In Kansas City, Missouri, the use of tax incentives to develop private projects is often described as an investment, a means to grow the tax base. And sometimes that happens. But Kansas City is also haunted by economic-development opportunities that didn't pan out as originally described. The latest entry to that list: Brywood Centre shopping district.
On April Fools' Day, bondholders who supported tax-increment financing for Brywood Centre at 63rd Street and Blue Ridge Cutoff learned that their bonds were in default. Almost in Raytown, Brywood Centre is a small strip center in Kansas City's 5th District. Its main tenant is Price Chopper, which benefited, in part, from taxpayer assistance for a $3 million makeover.
TIF is a way for new taxes - such as sales and property taxes - to go back into a project to offset some of a developer's costs. Typically, a district is created, and its revenues go into an account that a developer can access over time for reimbursements. In some cases, like Brywood, bonds get sold to investors as a means to drum up quick money in advance, and those investors eventually get paid back.
But those who invested about $4 million in Brywood Centre shouldn't count on getting their money soon, if ever.
The project isn't generating enough money to make payments to bondholders.
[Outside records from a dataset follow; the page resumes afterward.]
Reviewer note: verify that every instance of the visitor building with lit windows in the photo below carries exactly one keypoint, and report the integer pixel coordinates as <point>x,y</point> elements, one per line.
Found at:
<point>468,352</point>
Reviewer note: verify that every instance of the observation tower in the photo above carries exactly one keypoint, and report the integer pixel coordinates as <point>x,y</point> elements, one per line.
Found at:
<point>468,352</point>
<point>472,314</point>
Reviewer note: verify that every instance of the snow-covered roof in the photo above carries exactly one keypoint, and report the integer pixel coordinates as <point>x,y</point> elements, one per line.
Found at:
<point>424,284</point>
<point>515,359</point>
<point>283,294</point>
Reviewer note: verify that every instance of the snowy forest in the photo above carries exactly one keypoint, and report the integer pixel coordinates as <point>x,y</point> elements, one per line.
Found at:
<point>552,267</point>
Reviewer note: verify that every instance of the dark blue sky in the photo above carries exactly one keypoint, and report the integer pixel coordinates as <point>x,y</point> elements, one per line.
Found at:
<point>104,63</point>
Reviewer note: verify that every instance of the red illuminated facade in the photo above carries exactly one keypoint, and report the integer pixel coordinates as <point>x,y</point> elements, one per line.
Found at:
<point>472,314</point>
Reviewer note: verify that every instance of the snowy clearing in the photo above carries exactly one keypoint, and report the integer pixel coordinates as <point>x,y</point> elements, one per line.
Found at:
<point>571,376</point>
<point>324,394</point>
By April 1, about three years after the bonds were issued, bondholders got a message that was the equivalent of an ATM user getting the "insufficient funds" notice on the screen before them.
From the city's standpoint, it's not on the hook to make payments as it has been for some TIF projects, such as the Power & Light District.
Heather Brown, executive director of the Tax Increment Financing Commission of Kansas City, tells The Pitch that neither Kansas City nor the TIF Commission guaranteed the bonds in any way. So at least there's that, Kansas City taxpayer.
Adding the fact that the developer, an affiliate of Illinois-based Tri-Land Properties Inc., slipped into bankruptcy last year, there appears to be little recourse for those bondholders, whose identities are not publicly known. But the TIF was structured in a way that made these investments attractive - not so much for the well-heeled, who might be better positioned to absorb a loss, but rather to mom-and-pop investors.
The project also benefits from being within a community-improvement district, a status that tacks on an additional sales tax used to make TIF payments, according to a budget submitted to the city for its plans on how to spend that additional sales-tax revenue.
The bond offering for Brywood, sort of a prospectus for potential investors, relayed overly optimistic projections for how improvements would affect sales and property taxes.
The document predicted that total retail sales would reach nearly $33 million in 2012, up from a projected $21.3 million in 2010. Actual financial results paint a dim picture of Brywood compared with those sunny prophecies. While the project in 2007 made $24.6 million in total retail sales, the 2011 figure was just $18.9 million. Last year's financial information was not available; it's difficult to imagine that $18.9 million grew to the supposed $33 million in 2012.
The struggling nature of retail markets during the recession certainly has had a role in pinching Brywood's sales; the TIF doesn't appear to help the project much. Making matters worse is that the developer successfully challenged the center's property valuations to Jackson County and lowered the amount of property tax it generates.
Renderings of the project when it was announced in 2009 show a relatively swank new shopping district after remodeling.
"We look forward to delivering a renewed, high-quality project to this great community," boasted Hugh Robinson, Tri-Land vice president, in a 2009 press release.
Part of the promise of TIF is that it will lead to new and exciting projects like Robinson suggested - projects that wouldn't otherwise happen on their own. Brywood Centre looks like any ordinary strip mall with mostly ordinary stores. Aside from the Price Chopper, its tenants include payday lender Advance America, nail salon Modern Nails, a Dollar Tree and discount clothing retailer Citi Trends.
Those with critical roles in the Brywood TIF are keeping quiet about the latest developments. David Frantze, a well-known real-estate lawyer who represented Tri-Land Properties when Kansas City approved TIF for Brywood, could not be reached for comment.
Neither could Robinson, the Tri-Land executive.